Adjacent to Pershing Field Park, along Summit Avenue, looms a structure seemingly from antiquity. The massive stone walls tower over the passerby like an impregnable castle. This structure, Reservoir 3, is a former waterworks service station that today enjoys considerable attention from local preservationists and conservationists. Jersey City plans to renovate the reservoir as a recreation destination.
Jersey City developed its municipal waterworks in the mid-nineteenth century. In 1850, the engineer William S. Whitwell proposed a three-reservoir complex, a pumping station near Belleville, NJ, and a set of massive underground pipes to carry sufficient and reliable freshwater sources to Jersey City's growing population.
Reservoir 1 at Collard Street and Summit and Laidlaw Avenues was built according to plan in 1851. Its water began to flow into many of the homes in lower Jersey City as early as 1854. Between 1871 and 1874, Reservoir 3, was constructed out of sequence nearby under the direction of civil engineer John Culver on a 14-acre site bounded by Jefferson, Central, and Summit Laidlaw Avenues. Reservoir 2 was abandoned. Its location bound by Central, Summit, and Manhattan Avenues, just north of Reservoir 3, became the public park of Pershing Field. Even after water from the Passaic River became too polluted (1899) and Jersey City acquired a better water source in Boonton, NJ (1904), Reservoirs 1 and 3 continued as integral parts of the city's waterworks well into the twentieth century.

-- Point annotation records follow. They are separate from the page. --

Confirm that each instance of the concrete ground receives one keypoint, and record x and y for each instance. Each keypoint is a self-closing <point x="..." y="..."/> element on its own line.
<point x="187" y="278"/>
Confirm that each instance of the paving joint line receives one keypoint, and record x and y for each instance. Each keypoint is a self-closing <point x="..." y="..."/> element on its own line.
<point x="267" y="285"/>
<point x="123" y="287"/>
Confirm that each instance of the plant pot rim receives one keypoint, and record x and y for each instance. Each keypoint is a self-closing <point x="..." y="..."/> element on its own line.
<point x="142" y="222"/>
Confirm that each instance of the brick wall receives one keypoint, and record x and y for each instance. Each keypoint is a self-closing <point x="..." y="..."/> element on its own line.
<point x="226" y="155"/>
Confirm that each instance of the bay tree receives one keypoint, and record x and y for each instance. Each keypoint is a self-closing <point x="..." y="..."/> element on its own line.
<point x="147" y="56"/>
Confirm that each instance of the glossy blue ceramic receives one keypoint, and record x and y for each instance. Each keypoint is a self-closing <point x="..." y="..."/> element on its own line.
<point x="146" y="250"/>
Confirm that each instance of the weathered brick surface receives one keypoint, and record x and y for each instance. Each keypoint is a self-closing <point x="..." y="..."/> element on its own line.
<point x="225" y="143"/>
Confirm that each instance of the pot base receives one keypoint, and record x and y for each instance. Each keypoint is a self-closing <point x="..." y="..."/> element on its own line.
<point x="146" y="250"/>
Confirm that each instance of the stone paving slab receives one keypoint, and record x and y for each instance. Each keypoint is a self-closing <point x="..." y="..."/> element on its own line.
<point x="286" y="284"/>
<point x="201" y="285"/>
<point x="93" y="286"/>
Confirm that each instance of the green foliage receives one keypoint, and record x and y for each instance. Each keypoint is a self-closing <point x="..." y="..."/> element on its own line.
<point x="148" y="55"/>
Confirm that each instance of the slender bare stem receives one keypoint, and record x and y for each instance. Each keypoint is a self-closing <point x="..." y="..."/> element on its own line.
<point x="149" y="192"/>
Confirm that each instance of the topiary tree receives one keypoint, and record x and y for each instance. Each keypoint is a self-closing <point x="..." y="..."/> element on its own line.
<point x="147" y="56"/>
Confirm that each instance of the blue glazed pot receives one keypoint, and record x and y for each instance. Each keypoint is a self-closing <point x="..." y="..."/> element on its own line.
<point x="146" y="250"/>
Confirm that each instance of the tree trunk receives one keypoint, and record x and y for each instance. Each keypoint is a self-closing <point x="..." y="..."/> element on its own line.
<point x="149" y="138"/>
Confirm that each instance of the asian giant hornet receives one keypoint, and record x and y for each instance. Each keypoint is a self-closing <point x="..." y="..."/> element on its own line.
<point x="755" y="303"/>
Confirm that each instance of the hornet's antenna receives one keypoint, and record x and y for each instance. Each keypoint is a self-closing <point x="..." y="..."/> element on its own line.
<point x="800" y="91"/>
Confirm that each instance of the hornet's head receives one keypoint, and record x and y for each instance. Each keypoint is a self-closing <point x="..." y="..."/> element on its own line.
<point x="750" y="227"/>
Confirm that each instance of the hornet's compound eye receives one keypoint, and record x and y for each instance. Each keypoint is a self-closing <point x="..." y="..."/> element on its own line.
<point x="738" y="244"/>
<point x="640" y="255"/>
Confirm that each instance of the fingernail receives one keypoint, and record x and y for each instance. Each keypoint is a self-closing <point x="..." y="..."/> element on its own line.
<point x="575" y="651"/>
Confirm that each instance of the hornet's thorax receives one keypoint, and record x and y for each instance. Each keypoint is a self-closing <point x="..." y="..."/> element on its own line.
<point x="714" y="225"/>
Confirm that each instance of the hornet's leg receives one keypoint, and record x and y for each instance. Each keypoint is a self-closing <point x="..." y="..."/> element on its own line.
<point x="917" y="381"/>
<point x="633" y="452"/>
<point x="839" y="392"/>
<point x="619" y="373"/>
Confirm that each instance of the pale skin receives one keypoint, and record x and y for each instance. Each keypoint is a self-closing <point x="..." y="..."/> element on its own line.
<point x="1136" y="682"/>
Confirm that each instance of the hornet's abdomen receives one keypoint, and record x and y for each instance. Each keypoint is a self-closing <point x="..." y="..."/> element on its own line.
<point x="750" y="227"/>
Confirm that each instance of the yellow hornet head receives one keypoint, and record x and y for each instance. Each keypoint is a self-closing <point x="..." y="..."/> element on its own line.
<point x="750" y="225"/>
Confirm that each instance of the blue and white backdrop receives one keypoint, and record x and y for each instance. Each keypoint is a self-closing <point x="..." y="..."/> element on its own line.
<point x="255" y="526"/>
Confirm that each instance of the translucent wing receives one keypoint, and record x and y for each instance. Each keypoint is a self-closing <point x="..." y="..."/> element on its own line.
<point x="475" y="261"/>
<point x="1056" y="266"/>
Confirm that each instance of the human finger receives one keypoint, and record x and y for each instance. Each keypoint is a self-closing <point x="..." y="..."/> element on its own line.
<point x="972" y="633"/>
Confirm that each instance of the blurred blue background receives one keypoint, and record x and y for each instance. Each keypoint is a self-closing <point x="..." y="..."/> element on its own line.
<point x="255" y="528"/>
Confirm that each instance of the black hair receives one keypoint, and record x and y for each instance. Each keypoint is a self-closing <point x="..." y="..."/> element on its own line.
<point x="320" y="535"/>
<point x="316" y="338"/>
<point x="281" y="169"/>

Deemed outdated by the 1980s, Reservoir 1 was demolished with the nearby Jersey City Water Works headquarters (Gomez). The site is now occupied by the modern facilities of the St. Joseph's School for the Blind at 761 Summit Avenue.

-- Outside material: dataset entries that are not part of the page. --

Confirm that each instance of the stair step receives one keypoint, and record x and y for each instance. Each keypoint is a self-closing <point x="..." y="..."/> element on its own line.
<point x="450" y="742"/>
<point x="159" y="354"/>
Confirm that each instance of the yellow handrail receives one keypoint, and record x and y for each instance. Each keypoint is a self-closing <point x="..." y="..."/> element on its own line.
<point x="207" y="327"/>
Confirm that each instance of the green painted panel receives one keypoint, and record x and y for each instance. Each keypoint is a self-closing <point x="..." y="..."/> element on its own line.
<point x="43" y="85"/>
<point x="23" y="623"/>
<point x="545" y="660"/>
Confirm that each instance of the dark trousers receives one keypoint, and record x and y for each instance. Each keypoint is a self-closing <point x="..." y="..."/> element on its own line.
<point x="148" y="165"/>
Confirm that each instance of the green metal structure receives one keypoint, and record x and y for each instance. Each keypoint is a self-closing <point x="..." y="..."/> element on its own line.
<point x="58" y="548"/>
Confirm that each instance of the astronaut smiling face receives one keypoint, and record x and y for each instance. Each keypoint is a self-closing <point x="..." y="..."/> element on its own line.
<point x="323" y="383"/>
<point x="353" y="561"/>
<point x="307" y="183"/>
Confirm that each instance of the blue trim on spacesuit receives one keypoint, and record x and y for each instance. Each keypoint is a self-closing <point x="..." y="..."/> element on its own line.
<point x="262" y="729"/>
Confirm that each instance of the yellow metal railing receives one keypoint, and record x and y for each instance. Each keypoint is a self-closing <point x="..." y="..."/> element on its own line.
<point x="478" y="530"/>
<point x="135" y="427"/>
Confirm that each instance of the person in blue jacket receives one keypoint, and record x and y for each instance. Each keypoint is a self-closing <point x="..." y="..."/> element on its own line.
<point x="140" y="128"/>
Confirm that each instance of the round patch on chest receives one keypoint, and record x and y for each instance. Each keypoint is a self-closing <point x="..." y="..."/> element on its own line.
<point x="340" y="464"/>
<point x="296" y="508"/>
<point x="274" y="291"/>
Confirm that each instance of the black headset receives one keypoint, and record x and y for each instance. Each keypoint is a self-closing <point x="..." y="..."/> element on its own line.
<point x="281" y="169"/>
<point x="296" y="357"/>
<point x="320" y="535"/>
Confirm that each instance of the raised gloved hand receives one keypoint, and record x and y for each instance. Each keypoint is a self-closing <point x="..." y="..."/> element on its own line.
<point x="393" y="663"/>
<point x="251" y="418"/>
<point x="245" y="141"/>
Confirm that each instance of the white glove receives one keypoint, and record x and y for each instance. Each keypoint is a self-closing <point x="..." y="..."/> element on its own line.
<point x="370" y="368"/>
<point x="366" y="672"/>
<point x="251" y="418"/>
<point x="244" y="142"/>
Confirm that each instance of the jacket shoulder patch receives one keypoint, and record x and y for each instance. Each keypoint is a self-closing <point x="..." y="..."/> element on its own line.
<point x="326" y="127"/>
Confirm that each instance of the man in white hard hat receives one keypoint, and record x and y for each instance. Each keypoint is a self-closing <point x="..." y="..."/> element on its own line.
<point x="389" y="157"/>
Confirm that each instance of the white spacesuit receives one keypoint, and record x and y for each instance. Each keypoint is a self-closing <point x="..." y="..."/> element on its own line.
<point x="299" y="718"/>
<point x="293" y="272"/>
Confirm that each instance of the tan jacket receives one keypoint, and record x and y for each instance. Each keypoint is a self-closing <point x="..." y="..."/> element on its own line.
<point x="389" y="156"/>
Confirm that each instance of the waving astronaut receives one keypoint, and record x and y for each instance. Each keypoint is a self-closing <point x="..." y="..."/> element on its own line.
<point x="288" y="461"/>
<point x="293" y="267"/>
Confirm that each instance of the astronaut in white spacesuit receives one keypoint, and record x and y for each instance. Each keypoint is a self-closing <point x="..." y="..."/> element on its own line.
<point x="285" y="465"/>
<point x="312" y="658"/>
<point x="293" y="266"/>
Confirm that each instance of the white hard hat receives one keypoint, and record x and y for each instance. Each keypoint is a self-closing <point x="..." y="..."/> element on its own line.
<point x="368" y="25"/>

John Gomez of the Jersey City Landmarks Conservancy has identified Reservoir 3 as an "endangered" site and calls it "a superb example of 19th-century aqueduct engineering." Rectangular in design, Reservoir 3 is a 30-foot-deep trap rock tub, one of the last of its kind in the United States. The structure’s massive 20-foot perimeter walls reveal influences of the Egyptian-Revival Style, while its two pump houses are characterized by Romanesque-Revival features.

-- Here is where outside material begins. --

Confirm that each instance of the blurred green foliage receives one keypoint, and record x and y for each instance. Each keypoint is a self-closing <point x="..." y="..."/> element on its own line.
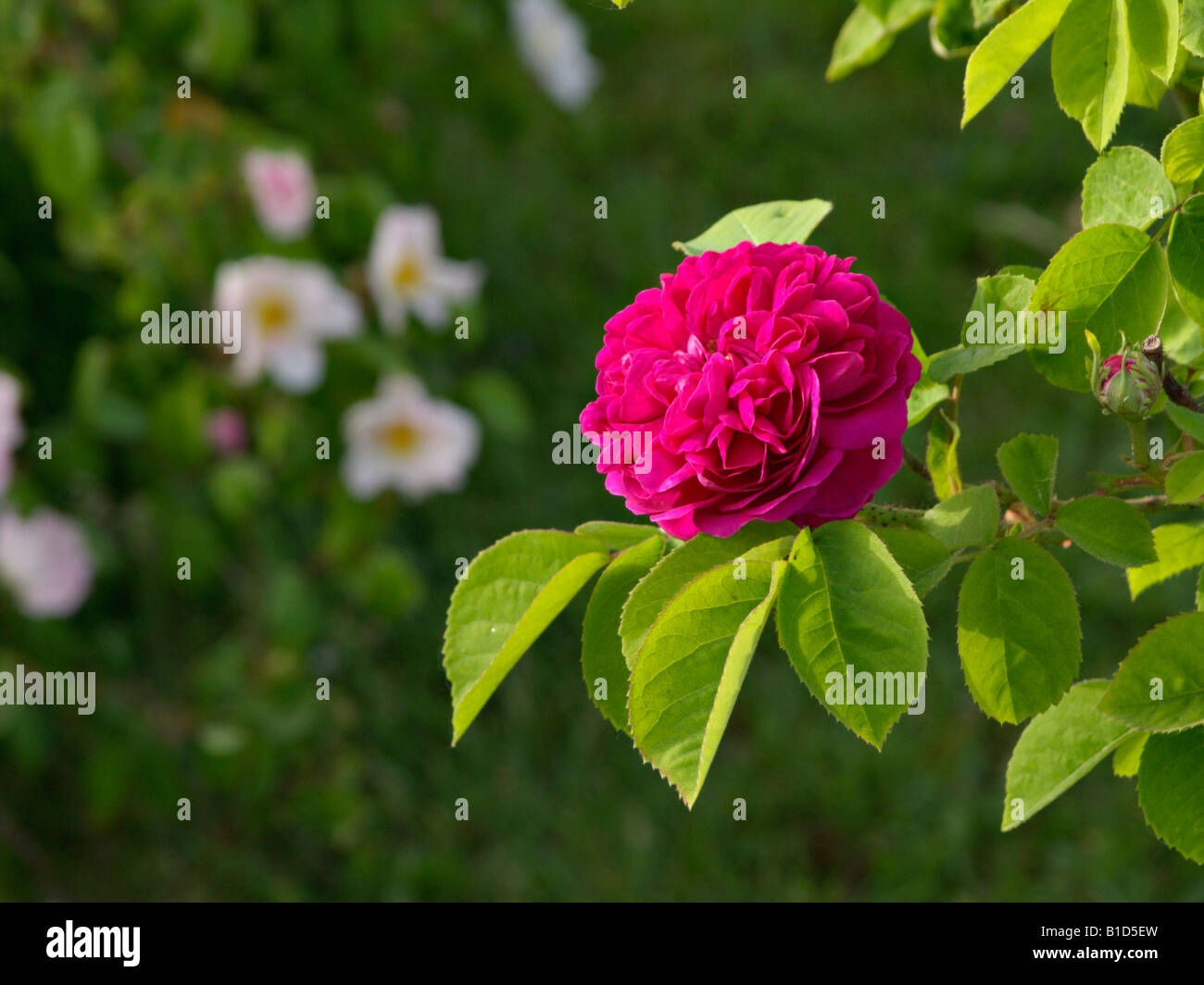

In the 1980s, Reservoir 3 was decommissioned, emptied, and fell into disrepair. Since then, the dam has come to life naturally again with water from rain and snow and reforestation. Today, it is home to an emerging ecosystem, wetlands, and wildlife sanctuary under the watchful surveillance of the Jersey City Reservoir Preservation Alliance.
Applebome, Peter. "An Oasis of Wilderness in Jersey City?" New York Times 15 May 2005.
Gomez, John. "Reservoir 3: Hidden 'Jewel of Jersey City.'" Jersey Journal 30 March 2005.